In all, six of last year’s 10 playoff participants are here (Pittsburgh Pirates in Bradenton, Atlanta Braves in Lake Buena Vista, Rays in Port Charlotte and Detroit Tigers in Lakeland).

Not all 15 Grapefruit League teams will play each other. But if you want to see a 2013 World Series rematch, you’ll have two chances — when the Cardinals and Red Sox meet in Jupiter on March 5 and again over in Fort Myers on March 17.

What other intriguing story lines are there entering the start of Grapefruit League action?

No team seems to draw more attention than the Yankees, and this year will be no different with 40-year-old shortstop Derek Jeter announcing this will be his final season before retirement. Last year, closer Mariano Rivera had droves of autograph seekers waiting on every corner during the spring knowing 2013 was to be his final season.

The good news for the Yankees captain is many other fans in pinstripes also will be out to see 25-year-old Japanese right-hander Masahiro Tanaka, who signed a $155 million deal this offseason to help relieve the sting of losing All-Star second baseman Robinson Cano to the Mariners. The Yankees missed the playoffs last season for only the second time since 1995, and the Bronx Bombers are counting on Tanaka, former Red Sox center fielder Jacoby Ellsbury and Braves catcher Brian McCann to get them back into October.

Speaking of Boston, the buzz in Fort Myers is all about 38-year-old slugger David Ortiz and whether he will receive a contract extension beyond 2014. He hit .309 with 30 homers and 103 RBI en route to earning World Series MVP honors last year, and already has criticized those who have labeled his desire for a contract extension as the first distraction to Boston’s bid for a repeat.

If anything might stand in the way of the Red Sox winning the pennant again, it’s probably the Rays. Joe Maddon’s team didn’t get rid of staff ace David Price in the offseason and instead paid him $14 million to avoid arbitration while resigning Gold Glove first baseman James Loney and signing closer Grant Balfour to bolster the bullpen.

Of the three American League playoff teams in the Grapefruit League, none has undergone a bigger face lift than the Tigers. There’s a new manager (Brad Ausmus), new infield around two-time AL MVP Miguel Cabrera, and right-hander Doug Fister was shipped off to the Washington Nationals in a trade that has left some scratching their heads.

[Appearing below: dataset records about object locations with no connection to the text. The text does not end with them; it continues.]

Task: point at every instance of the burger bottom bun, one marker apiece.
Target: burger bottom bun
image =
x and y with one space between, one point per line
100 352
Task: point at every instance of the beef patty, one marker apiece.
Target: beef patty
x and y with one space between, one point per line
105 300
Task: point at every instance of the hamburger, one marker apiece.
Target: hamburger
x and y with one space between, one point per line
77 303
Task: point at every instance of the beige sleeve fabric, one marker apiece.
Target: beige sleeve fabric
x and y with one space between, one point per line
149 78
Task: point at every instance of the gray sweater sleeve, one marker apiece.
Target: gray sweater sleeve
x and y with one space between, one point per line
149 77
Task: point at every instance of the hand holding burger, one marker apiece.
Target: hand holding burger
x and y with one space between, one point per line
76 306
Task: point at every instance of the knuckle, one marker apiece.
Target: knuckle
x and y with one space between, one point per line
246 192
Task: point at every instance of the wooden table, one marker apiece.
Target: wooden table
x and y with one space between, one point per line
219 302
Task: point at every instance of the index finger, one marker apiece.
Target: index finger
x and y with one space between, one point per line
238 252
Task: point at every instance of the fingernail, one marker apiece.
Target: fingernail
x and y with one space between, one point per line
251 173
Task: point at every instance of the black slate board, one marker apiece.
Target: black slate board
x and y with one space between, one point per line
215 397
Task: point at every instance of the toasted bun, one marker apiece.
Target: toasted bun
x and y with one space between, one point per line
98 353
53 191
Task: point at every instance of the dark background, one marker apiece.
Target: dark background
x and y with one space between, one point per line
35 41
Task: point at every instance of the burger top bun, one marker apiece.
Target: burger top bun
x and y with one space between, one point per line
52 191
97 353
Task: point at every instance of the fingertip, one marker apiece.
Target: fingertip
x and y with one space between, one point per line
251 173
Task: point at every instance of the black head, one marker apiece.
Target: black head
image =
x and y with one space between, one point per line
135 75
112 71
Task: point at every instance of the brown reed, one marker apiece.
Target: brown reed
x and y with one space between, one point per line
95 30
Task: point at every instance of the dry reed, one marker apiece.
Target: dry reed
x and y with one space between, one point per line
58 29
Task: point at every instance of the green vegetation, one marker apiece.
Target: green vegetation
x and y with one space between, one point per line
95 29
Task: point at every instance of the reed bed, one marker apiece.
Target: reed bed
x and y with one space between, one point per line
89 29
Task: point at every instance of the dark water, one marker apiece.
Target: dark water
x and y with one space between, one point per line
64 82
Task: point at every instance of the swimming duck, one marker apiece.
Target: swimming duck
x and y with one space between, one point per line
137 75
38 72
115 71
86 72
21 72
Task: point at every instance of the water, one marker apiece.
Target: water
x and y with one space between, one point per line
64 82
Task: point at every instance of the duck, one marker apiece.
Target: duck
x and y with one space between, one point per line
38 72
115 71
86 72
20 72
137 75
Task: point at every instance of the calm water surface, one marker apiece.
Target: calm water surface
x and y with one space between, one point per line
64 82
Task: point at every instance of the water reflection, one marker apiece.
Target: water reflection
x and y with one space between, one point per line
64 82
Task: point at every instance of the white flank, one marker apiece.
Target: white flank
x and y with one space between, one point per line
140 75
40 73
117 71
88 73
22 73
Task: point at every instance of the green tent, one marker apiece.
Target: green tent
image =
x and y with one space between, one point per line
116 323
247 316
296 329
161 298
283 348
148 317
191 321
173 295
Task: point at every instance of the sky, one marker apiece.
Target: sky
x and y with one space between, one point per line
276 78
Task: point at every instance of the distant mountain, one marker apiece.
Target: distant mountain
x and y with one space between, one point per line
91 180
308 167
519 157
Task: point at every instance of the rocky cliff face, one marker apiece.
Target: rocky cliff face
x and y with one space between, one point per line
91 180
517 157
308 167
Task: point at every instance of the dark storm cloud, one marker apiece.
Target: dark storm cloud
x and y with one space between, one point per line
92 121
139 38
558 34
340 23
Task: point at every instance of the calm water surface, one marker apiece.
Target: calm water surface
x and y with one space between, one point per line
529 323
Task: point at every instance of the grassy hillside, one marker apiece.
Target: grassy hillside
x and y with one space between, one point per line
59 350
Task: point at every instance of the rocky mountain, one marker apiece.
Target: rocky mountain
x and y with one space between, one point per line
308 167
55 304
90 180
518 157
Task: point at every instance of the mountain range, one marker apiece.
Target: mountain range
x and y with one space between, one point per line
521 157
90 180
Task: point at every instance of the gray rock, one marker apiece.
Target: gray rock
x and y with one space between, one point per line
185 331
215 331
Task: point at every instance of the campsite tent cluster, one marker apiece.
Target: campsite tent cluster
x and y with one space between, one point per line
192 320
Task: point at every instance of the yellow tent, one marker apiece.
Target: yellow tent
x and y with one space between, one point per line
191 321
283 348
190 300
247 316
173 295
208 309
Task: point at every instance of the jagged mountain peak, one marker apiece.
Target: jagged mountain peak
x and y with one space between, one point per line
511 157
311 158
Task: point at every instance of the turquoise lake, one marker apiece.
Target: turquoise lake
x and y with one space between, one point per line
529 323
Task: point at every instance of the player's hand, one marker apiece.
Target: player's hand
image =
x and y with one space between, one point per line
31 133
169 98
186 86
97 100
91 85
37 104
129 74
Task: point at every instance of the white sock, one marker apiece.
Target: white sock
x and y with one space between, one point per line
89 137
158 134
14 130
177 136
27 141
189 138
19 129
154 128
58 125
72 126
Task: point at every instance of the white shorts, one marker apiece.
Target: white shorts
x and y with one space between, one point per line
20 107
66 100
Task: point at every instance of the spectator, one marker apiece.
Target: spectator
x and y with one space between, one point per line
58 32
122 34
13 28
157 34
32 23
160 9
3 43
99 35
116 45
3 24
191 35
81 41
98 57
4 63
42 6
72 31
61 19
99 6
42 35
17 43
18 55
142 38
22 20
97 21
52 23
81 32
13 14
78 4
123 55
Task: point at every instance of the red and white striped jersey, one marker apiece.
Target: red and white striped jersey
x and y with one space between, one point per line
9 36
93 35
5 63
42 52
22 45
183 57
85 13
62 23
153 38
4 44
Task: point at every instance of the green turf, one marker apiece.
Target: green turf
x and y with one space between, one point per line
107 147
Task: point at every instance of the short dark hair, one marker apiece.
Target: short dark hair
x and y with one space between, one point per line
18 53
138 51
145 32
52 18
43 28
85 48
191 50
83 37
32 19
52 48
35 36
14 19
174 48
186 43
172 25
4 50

Over in the National League, the reigning champion Cardinals bid farewell to three aging veterans in right fielder Carlos Beltran (Yankees) and right-handers Jake Westbrook and Chris Carpenter, who retired. But with Michael Wacha (age 22), Shelby Miller (23), Lance Lynn (26), Jamie Garcia (27) and 23-year-old closer Trevor Rosenthal, talented pitching is likely to keep the Cardinals very much in the hunt for a fourth consecutive trip to the National League Championship Series.

The Pirates, who pushed the Cardinals hard in the NL Central race and then in the division series, basically stood pat this offseason after league MVP Andrew McCutcheon led them to their first winning season in 20 years. With a payroll near $70 million, it looks like Pittsburgh wants to save its money to re-sign some of its stars when the time comes.

That’s pretty much what defending NL East champion Atlanta did. The Braves spent more than $300 million secure young talents such as right-hander Julio Teheran, first baseman Freddie Freeman, closer Craig Kimbrel, shortstop Andrelton Simmons and right fielder Jason Heyward with contract extensions. Even manager Fredi Gonzalez and general manager Frank Wren received extensions.

Who are the top prospects for fans to watch this spring?

Make sure to swing by Fort Myers to see Red Sox shortstop Xander Bogaerts and center fielder Jackie Bradley Jr. While you are there, make sure to head over Twins camp to see center fielder Byron Buxton, the No. 1 prospect in baseball camp, according to MLB.com.

Also, Twins third-base prospect Miguel Sano, a standout from the Dominican Republic, is ranked third overall in the MLB.com top 100 prospect list.